WhatADifferenceADayMakes

By Veronica

Ornament

It rained quite heavily overnight, but at least it had stopped by the morning. We implemented our Plan B for the Casa Pilatos, and set off immediately after breakfast. We arrived just before 10; there was no queue at all.

It’s well worth a visit; it is a large 15th century palace decorated in the Mudéjar style (think Alhambra and Alcázar). We had audio guides from which we learned that it was built on stolen land; the Inquisition swept the Jews out of Seville, demolished the Jewish quarter, and sold the land to the richest family in Seville since they felt their existing house was too small.

That said, it is a beautiful artwork. The ground floor was for public use as the family played a role in administration. It has beautiful gardens and lavishly decorated rooms. Tivoli, you would love it because the walls of most of them were decorated with dozens of patterns of geometric tiles, arranged to look like hanging rugs. I’ve put a few extras in — I may remove them later, once I’ve processed the photos for Flickr.

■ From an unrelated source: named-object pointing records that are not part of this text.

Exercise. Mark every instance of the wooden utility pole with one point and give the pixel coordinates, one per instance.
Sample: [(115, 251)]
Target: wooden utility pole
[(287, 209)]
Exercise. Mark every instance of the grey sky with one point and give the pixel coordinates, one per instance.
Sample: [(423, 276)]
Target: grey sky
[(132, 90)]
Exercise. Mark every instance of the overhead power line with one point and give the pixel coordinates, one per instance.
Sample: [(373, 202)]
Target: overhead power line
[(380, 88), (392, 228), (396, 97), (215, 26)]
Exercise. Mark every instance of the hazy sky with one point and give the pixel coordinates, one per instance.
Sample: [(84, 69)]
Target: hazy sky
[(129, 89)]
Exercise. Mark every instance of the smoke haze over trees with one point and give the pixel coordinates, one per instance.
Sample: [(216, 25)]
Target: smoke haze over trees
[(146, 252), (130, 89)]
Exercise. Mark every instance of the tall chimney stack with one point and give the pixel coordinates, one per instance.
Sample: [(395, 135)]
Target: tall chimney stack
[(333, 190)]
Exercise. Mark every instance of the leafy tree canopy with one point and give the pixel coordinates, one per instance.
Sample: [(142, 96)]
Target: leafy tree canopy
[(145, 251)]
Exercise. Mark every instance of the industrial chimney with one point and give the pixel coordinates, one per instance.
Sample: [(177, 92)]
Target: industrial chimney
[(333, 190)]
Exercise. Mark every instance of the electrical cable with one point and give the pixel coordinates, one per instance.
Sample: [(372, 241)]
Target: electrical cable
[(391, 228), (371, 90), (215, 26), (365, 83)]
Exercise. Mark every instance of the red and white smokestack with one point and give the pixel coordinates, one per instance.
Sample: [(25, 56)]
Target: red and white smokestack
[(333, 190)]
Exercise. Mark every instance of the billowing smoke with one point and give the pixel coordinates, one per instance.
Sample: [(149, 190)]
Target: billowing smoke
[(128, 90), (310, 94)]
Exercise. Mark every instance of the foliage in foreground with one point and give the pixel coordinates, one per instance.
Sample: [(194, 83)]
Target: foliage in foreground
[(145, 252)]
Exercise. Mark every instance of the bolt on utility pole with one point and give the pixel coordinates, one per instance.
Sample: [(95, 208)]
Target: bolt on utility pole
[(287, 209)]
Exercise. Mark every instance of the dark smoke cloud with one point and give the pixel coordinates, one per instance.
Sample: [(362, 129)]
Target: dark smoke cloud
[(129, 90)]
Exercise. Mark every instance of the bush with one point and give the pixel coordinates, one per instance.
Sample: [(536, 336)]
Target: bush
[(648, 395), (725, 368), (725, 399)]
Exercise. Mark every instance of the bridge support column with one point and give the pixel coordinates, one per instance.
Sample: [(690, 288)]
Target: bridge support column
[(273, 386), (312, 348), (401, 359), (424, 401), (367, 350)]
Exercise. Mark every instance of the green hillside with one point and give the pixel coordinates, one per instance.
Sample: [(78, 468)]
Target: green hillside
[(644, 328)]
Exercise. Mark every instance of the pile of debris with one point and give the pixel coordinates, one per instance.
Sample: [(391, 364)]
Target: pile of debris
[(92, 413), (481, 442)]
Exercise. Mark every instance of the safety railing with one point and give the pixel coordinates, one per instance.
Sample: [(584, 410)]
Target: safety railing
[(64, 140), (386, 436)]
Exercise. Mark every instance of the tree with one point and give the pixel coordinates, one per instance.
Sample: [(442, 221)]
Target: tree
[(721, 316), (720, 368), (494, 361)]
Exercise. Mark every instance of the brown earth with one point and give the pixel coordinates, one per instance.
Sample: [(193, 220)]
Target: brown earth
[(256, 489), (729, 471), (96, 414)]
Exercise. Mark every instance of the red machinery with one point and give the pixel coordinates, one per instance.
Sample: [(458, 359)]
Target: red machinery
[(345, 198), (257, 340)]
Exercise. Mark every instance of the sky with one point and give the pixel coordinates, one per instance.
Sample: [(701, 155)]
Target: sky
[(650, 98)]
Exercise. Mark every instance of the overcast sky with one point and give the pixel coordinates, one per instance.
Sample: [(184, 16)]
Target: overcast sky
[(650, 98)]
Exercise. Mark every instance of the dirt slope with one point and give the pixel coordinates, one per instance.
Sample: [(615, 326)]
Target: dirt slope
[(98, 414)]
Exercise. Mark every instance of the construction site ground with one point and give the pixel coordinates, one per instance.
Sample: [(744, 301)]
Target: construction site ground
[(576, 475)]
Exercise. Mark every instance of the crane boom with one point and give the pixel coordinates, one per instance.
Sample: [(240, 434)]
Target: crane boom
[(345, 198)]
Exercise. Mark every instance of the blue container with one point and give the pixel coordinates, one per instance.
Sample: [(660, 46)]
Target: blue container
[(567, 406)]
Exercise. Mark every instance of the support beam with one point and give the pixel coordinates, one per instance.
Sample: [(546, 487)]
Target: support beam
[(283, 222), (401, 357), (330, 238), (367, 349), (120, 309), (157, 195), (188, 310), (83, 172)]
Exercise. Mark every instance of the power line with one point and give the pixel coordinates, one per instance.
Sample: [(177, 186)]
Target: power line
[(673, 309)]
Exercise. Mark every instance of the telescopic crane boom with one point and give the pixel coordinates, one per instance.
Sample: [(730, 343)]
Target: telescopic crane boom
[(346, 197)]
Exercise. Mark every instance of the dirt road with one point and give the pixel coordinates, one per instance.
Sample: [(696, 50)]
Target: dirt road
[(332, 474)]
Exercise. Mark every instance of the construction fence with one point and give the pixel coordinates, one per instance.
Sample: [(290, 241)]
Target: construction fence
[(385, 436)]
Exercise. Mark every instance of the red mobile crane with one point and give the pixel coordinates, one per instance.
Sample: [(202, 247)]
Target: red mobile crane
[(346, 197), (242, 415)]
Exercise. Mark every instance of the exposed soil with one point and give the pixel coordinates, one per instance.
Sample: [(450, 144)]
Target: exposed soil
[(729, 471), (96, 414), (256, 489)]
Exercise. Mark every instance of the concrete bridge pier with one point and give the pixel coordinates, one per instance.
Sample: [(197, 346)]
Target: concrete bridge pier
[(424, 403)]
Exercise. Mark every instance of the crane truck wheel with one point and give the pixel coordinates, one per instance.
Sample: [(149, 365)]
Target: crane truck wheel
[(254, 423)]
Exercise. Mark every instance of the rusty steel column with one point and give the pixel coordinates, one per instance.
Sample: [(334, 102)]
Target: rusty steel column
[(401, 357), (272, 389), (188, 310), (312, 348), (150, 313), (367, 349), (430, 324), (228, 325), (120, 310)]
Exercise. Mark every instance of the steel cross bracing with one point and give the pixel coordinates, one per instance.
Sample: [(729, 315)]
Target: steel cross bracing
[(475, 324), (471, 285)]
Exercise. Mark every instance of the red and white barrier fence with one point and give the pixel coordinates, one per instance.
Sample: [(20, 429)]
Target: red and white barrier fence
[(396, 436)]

The upper floor can only be visited on a guided tour, which we duly did. It was the family’s private quarters and was lavishly decorated in 18th century style. The last duchess died in 2013, having accumulated a ridiculous 54 noble titles (Spanish nobility tend to do that; they must be very inbred). She collected model pigs, and every surface was covered with them, in addition to a display cabinet with hundreds of tiny ones.

We were pretty much touristed out after this; lots of walking and intense concentration following rapid Spanish. We revived ourselves over a coffee, and then decided to head towards our selected lunch spot via the flamenco museum. I think we would have found it more interesting if we hadn’t been tired before we started; most of the information was supplied by densely textual interactive screens (as well as videos). But on the top floor there was a very striking exhibition of toreador-style jackets for dancers, featuring stunning embroidery (see extras).

We really were exhausted now. So we hailed a taxi to go to Eslava, a very popular tapas bar that we failed to get into last time we were here. You can’t reserve tables, but we timed it perfectly, arriving just in time to get the last free table on the terrace. The food was excellent, every dish perfection of its type. Salmorejo, boquerones simply tossed in flour and fried, yummy pork ribs with honey, and a slow-cooked egg yolk with ceps and truffle. We found room for caramelised pineapple with ginger and a scoop of coconut sorbet to finish. I will try this at home.

We managed to walk slowly back to the hotel, where we both had to have a siesta. The evening was a bit of a damp squib … we fancied enjoying a drink on the roof terrace admiring the view of the cathedral, but the bar was closed. Not surprising really given how cold and damp it was. We ended up cracking open a tiny bottle of wine from the mini bar, with the remnants of yesterday’s picnic and some pasteis de nata from the shop across the road. Too exhausted to consider doing anything else.